Voyager – An interactive video generation model with realtime 3D reconstruction

World modeling: 2D vs 3D and human perception

  • Strong pushback against the idea that “human perception is 2D.”
  • Commenters stress multi-sensory, multi-dimensional perception: stereo vision, monocular depth cues, proprioception, vestibular system, touch and even distributed muscle sensors contributing to a 3D (or higher‑D) internal model.
  • Debate over whether individual receptors are 0D/1D/2D, but broad agreement that the perceived world is 3D+time, not flat images.
  • For AI, some argue you can stick to 2D views and let models implicitly learn depth; others advocate richer inputs (stereo, multi-view) to make learning 3D structure easier. “Bitter Lesson” is invoked on both sides (either as argument for not hand‑encoding 3D, or as irrelevant to data richness).

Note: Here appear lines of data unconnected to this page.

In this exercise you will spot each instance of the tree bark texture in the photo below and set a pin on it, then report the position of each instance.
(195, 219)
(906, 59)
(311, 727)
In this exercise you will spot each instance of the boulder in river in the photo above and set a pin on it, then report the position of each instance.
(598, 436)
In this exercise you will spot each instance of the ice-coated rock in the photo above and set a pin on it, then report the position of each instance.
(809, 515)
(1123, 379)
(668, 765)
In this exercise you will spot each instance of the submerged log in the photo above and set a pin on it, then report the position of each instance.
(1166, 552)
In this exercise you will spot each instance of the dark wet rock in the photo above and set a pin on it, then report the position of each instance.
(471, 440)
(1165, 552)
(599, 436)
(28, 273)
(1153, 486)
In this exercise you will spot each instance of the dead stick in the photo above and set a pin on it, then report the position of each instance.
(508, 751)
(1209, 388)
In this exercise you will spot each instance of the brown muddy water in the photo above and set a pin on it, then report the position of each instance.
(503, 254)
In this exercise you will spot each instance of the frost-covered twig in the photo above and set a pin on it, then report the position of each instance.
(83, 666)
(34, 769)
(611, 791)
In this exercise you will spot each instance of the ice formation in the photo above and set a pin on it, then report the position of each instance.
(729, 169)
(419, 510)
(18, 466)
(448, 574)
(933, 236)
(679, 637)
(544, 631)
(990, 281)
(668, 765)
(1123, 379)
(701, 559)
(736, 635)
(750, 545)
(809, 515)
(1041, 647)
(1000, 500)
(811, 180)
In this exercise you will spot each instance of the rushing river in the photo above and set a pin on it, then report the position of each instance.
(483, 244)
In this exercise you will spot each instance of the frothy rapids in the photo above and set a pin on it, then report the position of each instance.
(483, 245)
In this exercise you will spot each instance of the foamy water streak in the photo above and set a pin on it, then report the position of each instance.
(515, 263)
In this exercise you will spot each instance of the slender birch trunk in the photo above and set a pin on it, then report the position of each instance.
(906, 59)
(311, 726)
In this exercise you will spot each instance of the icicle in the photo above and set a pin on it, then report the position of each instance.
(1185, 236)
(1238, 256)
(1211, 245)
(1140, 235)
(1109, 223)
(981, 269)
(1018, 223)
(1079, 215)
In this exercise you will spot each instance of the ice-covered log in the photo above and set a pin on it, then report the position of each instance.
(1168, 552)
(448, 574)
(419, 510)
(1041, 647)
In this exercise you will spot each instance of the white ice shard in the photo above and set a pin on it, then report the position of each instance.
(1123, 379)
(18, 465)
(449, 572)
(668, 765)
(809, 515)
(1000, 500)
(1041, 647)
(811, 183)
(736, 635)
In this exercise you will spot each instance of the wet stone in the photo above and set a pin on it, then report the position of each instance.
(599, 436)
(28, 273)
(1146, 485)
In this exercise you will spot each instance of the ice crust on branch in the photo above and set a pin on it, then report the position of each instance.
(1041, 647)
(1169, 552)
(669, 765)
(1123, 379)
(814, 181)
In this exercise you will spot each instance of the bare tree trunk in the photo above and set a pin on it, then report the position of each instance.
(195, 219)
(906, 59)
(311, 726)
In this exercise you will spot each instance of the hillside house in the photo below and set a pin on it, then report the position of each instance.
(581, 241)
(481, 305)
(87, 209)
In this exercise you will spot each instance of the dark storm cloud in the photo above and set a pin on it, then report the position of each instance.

Capabilities, limitations, and use cases

  • Many see this as a notable step beyond older “2D background + sprite” tricks and prior image‑to‑3D attempts that quickly break.
  • Enthusiasm for VR/AR and “holodeck”-style experiences, but skepticism about current feasibility: high-res, 120fps, stereo, low latency, and consistent geometry are still far off.
  • Some propose precomputing 3D scenes from photos for VR, games, or Flight Simulator–like worlds, or reconstructing navigable scenes from street‑level imagery.
  • Others discuss niche uses (e.g., reconstructing riverbeds from partial data), with caveats that generative hallucinations may be unacceptable for scientific or engineering tasks.
  • There is confusion over whether this can “replace LiDAR”; the consensus is no—this is generative, not direct measurement.

Quality, consistency, and “world model” skepticism

  • Multiple commenters note that demo clips are short, narrow FOV, and never do a full 360° spin; they see this as a red flag for true object persistence.
  • Depth maps and 3D point fusion could, in theory, enable full rotations, but inconsistencies across frames would cause blur and artifacts.

Hardware demands and practicality

  • 60GB GPU RAM for 540p is viewed as extremely heavy; some see this as research‑only for now, others note cloud GPUs and multi‑GPU setups as workarounds.

License, “open source,” and regional bans

  • Many stress this is not open source in the usual sense: custom license, no training data, restrictions on improving other models, MAU thresholds requiring Tencent’s approval.
  • Debate on what the “preferred form of modification” is: weights vs training data.
  • Exclusion of EU, UK, and South Korea is widely attributed to AI/data regulation risk (esp. the EU AI Act), seen by some as justified caution and by others as “malicious compliance” or anti‑competitive.
  • Acceptable use policy (no misinformation, elections influence, military, etc.) is seen by some as reasonable guardrails, by others as unenforceable or self‑contradictory.